Sim Kay Tee (front row, centre) with students from Theological Seminary of Eastern Indonesia.
Learning to Follow Jesus
One of the ways Kay Tee has been making use of his spiritual gifts is in writing books. In fact, his first two books are based on the valuable lessons he has learnt in life.
His first title, Journey Through Ruth, was published in 2019 and looks at God’s hand in our lives and how we can be faithful in the choices we make in life. His next book, on Jesus’ last week on earth, will be out in March 2021. Titled Footprints on Calvary Road, the book challenges readers to reflect on the journey that Jesus took to the cross.
This is something that strikes Kay Tee personally.

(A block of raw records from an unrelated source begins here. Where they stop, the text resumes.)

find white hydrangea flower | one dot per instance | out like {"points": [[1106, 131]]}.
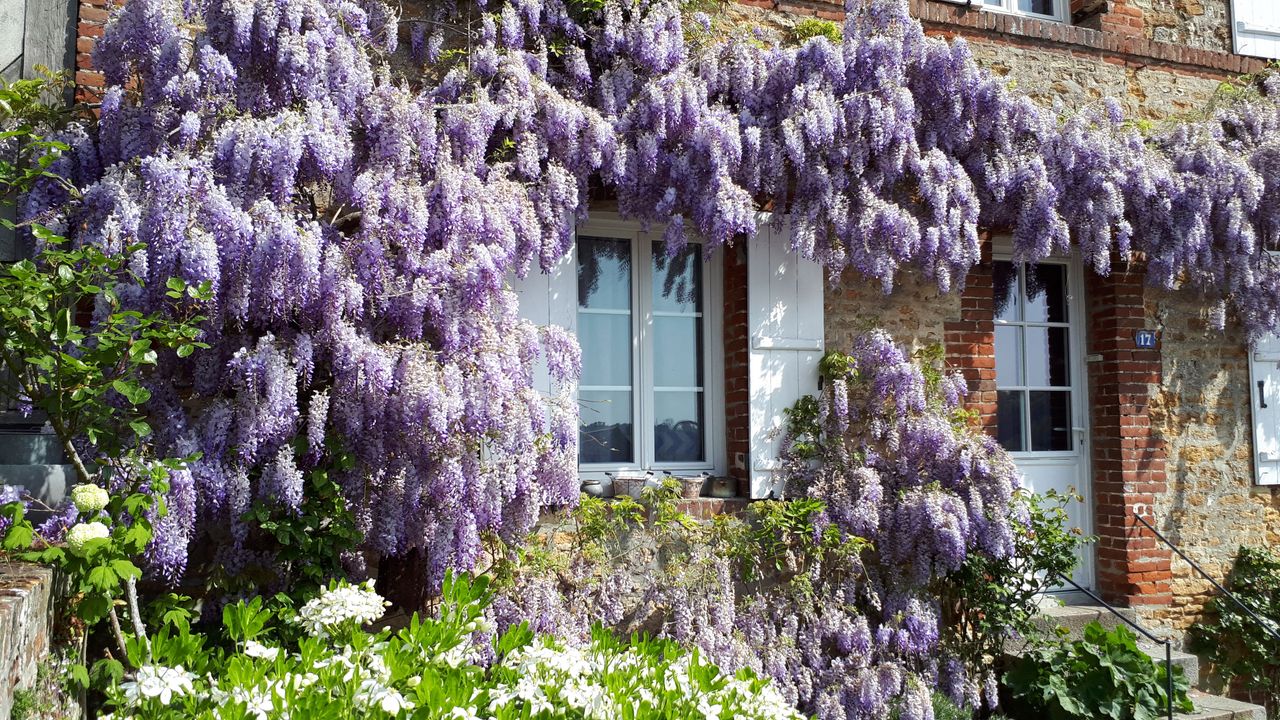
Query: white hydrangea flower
{"points": [[373, 693], [255, 648], [159, 682], [341, 605], [82, 533], [90, 497]]}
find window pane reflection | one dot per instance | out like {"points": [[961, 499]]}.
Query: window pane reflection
{"points": [[1009, 420], [1046, 294], [606, 427], [679, 427], [1051, 420]]}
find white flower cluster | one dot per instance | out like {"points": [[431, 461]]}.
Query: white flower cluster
{"points": [[81, 533], [158, 682], [341, 605], [88, 497], [600, 683]]}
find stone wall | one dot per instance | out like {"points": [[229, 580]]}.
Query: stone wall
{"points": [[1202, 413], [26, 614], [1196, 23]]}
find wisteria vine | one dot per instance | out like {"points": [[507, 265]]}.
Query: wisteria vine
{"points": [[359, 208]]}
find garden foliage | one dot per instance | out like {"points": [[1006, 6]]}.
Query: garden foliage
{"points": [[356, 209], [903, 560], [318, 661], [1102, 675], [1239, 647]]}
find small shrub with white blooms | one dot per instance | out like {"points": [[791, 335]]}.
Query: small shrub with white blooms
{"points": [[449, 666]]}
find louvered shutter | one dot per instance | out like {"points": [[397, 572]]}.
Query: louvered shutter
{"points": [[1256, 27], [1265, 392], [785, 318]]}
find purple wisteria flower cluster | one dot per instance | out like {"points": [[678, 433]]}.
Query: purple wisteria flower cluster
{"points": [[359, 223]]}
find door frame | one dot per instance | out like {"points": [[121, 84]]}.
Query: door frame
{"points": [[1082, 425]]}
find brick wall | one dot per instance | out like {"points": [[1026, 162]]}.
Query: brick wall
{"points": [[88, 81], [970, 340], [1129, 460]]}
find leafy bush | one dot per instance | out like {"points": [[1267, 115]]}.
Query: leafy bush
{"points": [[1238, 647], [1104, 675], [318, 662]]}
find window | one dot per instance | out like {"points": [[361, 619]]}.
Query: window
{"points": [[1033, 358], [649, 372], [1043, 9]]}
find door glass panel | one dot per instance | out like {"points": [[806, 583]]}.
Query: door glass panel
{"points": [[679, 427], [1047, 358], [677, 281], [604, 326], [606, 342], [606, 427], [1009, 419], [1051, 420], [1009, 355], [1006, 294], [1046, 294]]}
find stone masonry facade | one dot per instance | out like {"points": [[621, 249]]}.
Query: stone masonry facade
{"points": [[1170, 427]]}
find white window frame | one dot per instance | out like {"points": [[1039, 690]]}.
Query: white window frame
{"points": [[1061, 10], [607, 224]]}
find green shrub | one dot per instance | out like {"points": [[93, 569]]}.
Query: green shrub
{"points": [[814, 27], [1242, 652], [1104, 675]]}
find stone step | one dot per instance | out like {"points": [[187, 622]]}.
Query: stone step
{"points": [[1214, 707], [46, 483], [1074, 618], [30, 449]]}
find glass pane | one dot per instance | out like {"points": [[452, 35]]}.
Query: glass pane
{"points": [[677, 281], [1047, 358], [1046, 294], [677, 351], [606, 427], [1005, 279], [1040, 7], [677, 428], [1009, 355], [1009, 419], [603, 273], [1051, 420], [606, 341]]}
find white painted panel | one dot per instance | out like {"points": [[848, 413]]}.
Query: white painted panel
{"points": [[1265, 401], [1256, 27], [785, 320]]}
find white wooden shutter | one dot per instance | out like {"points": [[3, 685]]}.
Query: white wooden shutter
{"points": [[1265, 393], [785, 319], [1256, 27], [549, 299]]}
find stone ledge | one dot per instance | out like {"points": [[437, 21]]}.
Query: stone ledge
{"points": [[26, 613], [1121, 46]]}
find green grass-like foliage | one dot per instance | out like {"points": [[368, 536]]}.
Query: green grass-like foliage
{"points": [[1240, 651], [1104, 675]]}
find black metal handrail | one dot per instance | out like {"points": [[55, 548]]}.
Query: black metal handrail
{"points": [[1261, 623], [1146, 633]]}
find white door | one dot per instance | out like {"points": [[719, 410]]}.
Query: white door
{"points": [[1040, 379], [1265, 391]]}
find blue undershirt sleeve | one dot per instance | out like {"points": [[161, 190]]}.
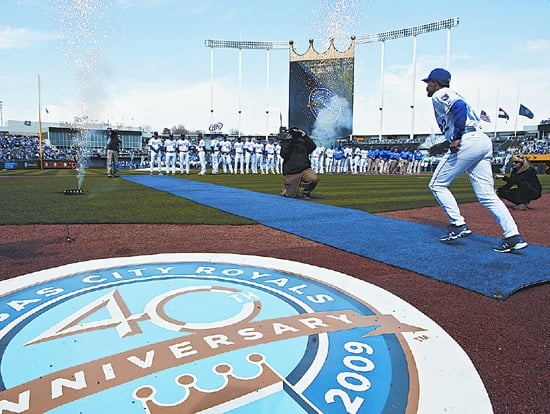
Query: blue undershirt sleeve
{"points": [[459, 111]]}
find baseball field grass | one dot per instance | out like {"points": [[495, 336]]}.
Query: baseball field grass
{"points": [[37, 196]]}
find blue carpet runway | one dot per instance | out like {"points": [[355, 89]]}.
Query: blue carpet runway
{"points": [[469, 263]]}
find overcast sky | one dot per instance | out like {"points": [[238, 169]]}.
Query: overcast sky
{"points": [[144, 62]]}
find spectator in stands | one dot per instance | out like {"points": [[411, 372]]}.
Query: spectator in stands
{"points": [[113, 147], [522, 186]]}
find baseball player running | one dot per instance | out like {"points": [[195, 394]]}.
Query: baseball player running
{"points": [[470, 150]]}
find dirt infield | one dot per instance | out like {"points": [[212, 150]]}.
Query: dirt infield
{"points": [[506, 340]]}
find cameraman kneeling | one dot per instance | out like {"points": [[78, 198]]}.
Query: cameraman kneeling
{"points": [[295, 150]]}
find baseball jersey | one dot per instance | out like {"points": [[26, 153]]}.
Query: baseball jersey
{"points": [[183, 145], [239, 146], [155, 144], [452, 122]]}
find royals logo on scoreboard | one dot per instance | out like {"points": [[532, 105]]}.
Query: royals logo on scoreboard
{"points": [[222, 333]]}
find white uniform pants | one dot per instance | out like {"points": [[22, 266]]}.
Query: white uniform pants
{"points": [[474, 158]]}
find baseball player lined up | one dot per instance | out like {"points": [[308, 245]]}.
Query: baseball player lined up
{"points": [[468, 149], [170, 148], [201, 150], [184, 146], [155, 153]]}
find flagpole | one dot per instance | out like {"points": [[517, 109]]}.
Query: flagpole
{"points": [[517, 112], [40, 128], [496, 113]]}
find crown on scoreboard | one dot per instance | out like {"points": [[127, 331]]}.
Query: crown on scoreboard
{"points": [[234, 387]]}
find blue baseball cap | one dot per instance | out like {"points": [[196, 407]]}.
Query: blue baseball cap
{"points": [[439, 75]]}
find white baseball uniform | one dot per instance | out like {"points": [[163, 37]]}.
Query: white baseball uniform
{"points": [[473, 157]]}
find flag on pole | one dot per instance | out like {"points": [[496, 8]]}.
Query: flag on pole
{"points": [[502, 114], [484, 116], [524, 111]]}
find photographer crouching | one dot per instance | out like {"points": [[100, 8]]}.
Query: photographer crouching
{"points": [[113, 147], [295, 150]]}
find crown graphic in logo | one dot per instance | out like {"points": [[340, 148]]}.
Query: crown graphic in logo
{"points": [[235, 392]]}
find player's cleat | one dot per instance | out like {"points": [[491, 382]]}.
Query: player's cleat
{"points": [[456, 232], [510, 244]]}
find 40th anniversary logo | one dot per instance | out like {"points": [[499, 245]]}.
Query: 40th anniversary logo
{"points": [[189, 333]]}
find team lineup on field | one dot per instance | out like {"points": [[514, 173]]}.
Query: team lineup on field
{"points": [[252, 156]]}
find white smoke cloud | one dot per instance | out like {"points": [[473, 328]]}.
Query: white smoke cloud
{"points": [[332, 120]]}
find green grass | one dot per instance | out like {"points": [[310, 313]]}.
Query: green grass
{"points": [[36, 197]]}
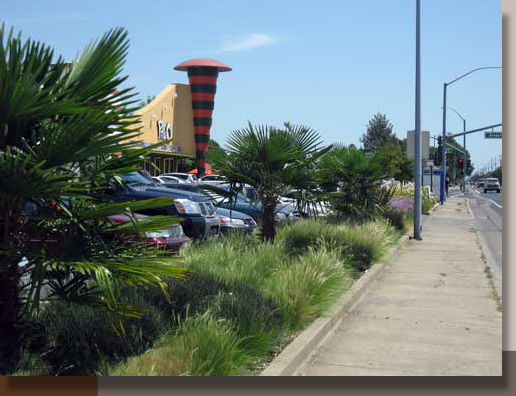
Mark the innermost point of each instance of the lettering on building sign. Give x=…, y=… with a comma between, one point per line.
x=164, y=133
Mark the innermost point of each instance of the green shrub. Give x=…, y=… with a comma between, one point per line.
x=299, y=237
x=240, y=263
x=202, y=345
x=363, y=244
x=31, y=365
x=78, y=337
x=395, y=217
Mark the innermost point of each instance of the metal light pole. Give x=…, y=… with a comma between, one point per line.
x=465, y=154
x=417, y=133
x=443, y=167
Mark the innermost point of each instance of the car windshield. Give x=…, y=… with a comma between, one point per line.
x=179, y=175
x=134, y=178
x=168, y=179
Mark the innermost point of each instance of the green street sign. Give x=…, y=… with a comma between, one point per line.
x=493, y=135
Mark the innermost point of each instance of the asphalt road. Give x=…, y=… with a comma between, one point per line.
x=487, y=209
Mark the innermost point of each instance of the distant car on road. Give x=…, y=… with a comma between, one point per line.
x=491, y=184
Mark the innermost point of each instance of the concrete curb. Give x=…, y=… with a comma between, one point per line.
x=300, y=349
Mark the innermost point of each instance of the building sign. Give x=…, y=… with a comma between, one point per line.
x=164, y=133
x=167, y=148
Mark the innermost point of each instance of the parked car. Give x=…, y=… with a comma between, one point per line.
x=186, y=177
x=490, y=184
x=284, y=212
x=197, y=210
x=169, y=239
x=167, y=180
x=213, y=179
x=235, y=221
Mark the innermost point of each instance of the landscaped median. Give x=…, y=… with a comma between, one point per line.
x=254, y=297
x=243, y=302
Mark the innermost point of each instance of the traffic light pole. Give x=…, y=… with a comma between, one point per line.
x=465, y=166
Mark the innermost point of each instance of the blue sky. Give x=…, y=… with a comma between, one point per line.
x=327, y=64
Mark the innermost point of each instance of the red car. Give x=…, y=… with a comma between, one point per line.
x=169, y=239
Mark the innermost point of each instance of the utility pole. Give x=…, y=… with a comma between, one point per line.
x=417, y=133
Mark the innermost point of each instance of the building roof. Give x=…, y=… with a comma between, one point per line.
x=205, y=62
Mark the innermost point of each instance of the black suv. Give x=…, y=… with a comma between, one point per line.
x=197, y=210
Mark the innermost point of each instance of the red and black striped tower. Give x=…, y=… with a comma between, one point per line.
x=202, y=75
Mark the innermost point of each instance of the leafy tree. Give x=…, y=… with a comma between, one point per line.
x=379, y=133
x=268, y=159
x=66, y=132
x=360, y=196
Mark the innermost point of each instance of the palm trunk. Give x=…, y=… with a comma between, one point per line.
x=10, y=314
x=10, y=303
x=268, y=228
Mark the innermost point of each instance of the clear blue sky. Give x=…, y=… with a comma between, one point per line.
x=327, y=64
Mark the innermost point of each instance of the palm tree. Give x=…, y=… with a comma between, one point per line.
x=65, y=133
x=268, y=159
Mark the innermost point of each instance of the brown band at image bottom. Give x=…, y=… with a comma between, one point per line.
x=48, y=386
x=299, y=386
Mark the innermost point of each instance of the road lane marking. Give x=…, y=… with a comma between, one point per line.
x=496, y=204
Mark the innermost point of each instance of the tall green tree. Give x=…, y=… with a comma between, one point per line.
x=379, y=133
x=358, y=179
x=65, y=133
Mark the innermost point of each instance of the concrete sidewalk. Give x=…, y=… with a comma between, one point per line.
x=430, y=313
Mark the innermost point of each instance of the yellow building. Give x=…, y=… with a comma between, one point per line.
x=168, y=117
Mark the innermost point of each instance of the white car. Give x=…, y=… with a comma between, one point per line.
x=186, y=177
x=213, y=179
x=167, y=180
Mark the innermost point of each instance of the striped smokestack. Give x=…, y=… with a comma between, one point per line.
x=202, y=76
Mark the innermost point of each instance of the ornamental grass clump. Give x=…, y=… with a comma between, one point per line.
x=236, y=262
x=297, y=238
x=304, y=286
x=202, y=345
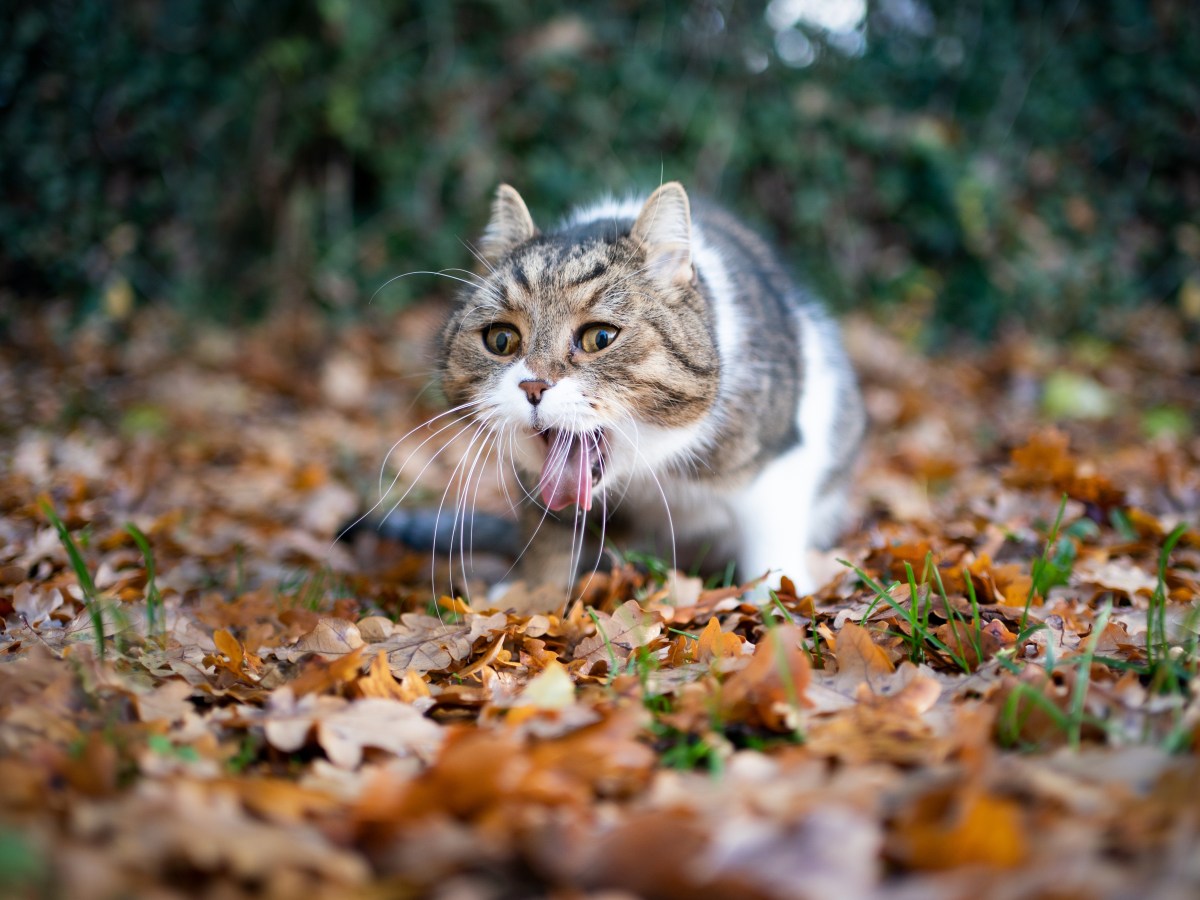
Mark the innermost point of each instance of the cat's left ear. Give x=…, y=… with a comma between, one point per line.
x=511, y=223
x=664, y=229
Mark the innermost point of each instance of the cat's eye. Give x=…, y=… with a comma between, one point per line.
x=502, y=340
x=598, y=337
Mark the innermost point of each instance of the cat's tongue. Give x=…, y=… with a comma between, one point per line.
x=567, y=473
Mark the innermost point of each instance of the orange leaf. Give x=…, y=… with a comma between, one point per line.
x=766, y=693
x=714, y=643
x=979, y=829
x=859, y=659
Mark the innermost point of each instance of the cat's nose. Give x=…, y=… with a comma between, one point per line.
x=534, y=388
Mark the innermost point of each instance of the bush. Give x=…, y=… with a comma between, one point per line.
x=1006, y=160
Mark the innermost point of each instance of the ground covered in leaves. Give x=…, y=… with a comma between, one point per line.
x=202, y=693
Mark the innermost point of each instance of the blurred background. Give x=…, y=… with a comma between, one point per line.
x=952, y=165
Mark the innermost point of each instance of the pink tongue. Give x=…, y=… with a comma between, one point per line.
x=567, y=473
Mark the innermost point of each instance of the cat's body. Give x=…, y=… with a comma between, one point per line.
x=653, y=371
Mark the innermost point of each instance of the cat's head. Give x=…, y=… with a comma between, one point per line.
x=588, y=352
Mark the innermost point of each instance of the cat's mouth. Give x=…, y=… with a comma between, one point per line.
x=573, y=468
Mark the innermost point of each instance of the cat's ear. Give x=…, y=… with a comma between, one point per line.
x=664, y=229
x=511, y=223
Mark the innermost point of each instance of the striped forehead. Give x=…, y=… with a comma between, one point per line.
x=569, y=279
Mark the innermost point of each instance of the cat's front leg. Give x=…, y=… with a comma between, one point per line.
x=773, y=515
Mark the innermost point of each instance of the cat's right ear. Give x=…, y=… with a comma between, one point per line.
x=511, y=223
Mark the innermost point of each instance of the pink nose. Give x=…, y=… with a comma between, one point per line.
x=534, y=389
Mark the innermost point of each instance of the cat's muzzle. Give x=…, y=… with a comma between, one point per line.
x=573, y=467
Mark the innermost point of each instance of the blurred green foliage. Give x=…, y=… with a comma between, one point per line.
x=961, y=162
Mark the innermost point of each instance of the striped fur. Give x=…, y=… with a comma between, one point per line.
x=729, y=415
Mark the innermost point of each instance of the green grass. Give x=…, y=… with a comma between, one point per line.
x=90, y=594
x=156, y=624
x=916, y=615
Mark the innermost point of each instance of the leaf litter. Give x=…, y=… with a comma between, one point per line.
x=993, y=694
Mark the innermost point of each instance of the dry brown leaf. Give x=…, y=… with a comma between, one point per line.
x=425, y=643
x=970, y=829
x=617, y=636
x=859, y=659
x=713, y=643
x=768, y=693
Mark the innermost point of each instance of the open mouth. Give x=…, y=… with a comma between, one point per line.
x=573, y=468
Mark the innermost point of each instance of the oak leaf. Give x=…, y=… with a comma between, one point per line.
x=617, y=636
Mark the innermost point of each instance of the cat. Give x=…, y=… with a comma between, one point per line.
x=658, y=382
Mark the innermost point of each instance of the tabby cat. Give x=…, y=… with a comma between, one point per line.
x=658, y=382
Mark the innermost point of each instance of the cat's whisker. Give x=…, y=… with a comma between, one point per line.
x=468, y=508
x=658, y=484
x=437, y=520
x=466, y=421
x=384, y=495
x=479, y=285
x=427, y=423
x=480, y=257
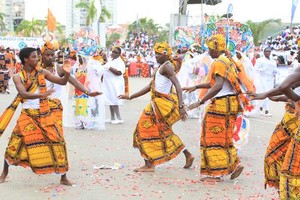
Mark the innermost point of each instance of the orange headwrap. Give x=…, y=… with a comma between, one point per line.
x=216, y=42
x=50, y=46
x=163, y=48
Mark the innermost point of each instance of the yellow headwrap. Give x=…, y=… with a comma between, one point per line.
x=50, y=46
x=163, y=48
x=216, y=42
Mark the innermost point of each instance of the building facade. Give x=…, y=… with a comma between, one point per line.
x=14, y=12
x=76, y=17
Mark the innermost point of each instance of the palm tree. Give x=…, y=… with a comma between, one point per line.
x=2, y=23
x=258, y=28
x=30, y=28
x=92, y=12
x=144, y=25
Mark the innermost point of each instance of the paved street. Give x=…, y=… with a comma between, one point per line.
x=87, y=149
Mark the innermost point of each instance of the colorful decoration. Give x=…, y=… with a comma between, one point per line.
x=84, y=42
x=239, y=35
x=185, y=36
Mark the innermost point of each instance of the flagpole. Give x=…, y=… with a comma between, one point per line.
x=294, y=6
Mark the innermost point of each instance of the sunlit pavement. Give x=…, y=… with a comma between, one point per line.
x=89, y=150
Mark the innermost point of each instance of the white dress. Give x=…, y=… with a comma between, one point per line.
x=114, y=85
x=86, y=112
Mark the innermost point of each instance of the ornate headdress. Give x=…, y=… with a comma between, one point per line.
x=163, y=48
x=50, y=46
x=216, y=42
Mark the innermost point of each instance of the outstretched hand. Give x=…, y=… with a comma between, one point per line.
x=259, y=96
x=189, y=89
x=67, y=66
x=124, y=96
x=194, y=105
x=95, y=93
x=48, y=93
x=183, y=114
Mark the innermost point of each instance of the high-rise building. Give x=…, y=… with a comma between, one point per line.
x=76, y=17
x=14, y=11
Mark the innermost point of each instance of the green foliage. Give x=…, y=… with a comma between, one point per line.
x=258, y=28
x=92, y=12
x=2, y=23
x=148, y=25
x=35, y=28
x=30, y=28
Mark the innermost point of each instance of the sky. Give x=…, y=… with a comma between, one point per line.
x=160, y=10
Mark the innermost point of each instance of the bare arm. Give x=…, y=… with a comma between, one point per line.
x=193, y=88
x=215, y=89
x=72, y=80
x=286, y=85
x=114, y=71
x=28, y=95
x=143, y=91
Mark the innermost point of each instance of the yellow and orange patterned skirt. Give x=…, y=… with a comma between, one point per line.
x=290, y=171
x=278, y=146
x=155, y=139
x=43, y=149
x=218, y=154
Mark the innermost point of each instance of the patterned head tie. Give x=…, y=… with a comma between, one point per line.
x=163, y=48
x=216, y=42
x=50, y=46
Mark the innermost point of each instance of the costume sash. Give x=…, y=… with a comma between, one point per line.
x=31, y=85
x=230, y=73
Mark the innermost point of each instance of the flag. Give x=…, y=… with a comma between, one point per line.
x=294, y=6
x=97, y=5
x=137, y=22
x=229, y=10
x=51, y=21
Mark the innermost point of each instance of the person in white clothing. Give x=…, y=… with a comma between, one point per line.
x=265, y=68
x=60, y=91
x=114, y=85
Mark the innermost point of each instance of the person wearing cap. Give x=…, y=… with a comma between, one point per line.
x=265, y=68
x=218, y=153
x=153, y=135
x=48, y=63
x=37, y=140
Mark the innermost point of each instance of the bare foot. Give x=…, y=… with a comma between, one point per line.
x=65, y=181
x=145, y=168
x=3, y=177
x=210, y=179
x=237, y=172
x=189, y=161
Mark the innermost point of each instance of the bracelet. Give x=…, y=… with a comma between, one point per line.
x=200, y=101
x=87, y=92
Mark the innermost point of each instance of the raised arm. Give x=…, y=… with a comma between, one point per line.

Describing Jesus as “a man on a mission”, he observes how Jesus stuck to His mission right to the end. “Jesus knew that He was heading towards the cross. Despite knowing what it entailed, He still embraced the journey into Jerusalem,” he says. And, he also realised, even though Jesus had already fulfilled His destiny by going to the cross, He continued to carry out His mission on the cross.
When All Things Work Together
In writing these two books, Kay Tee has drawn on his personal experience of suffering, which has shaped his ministry of teaching and preaching.
In saying this, however, he stresses that it does not mean that we should intentionally seek out trouble. But as he has observed, for many believers, pain and suffering encapsulate the journey of discipleship.
“Those painful times are the times that I see God’s hand the most. I experienced His comfort. And I get clarity of my own life and my mission,” he says. “I think He used those challenging times to point me to specific directions and ministries. So I’m thankful for those times. Without those times, I might still be wondering what to do with my life.”
Now, having a clearer picture of what he believes God wants him to do in his remaining years, Kay Tee is determined to use his gifts faithfully as he follows Jesus to the end.
“Jesus’ footprints lead us up to a hill called Calvary,” he notes. “It is an execution ground. If I’m to really follow Jesus, it should not surprise me that I end up at an execution ground. It is not where I want to be but if I want to follow Jesus, then that’s probably where I will end up—at the cross of Jesus.”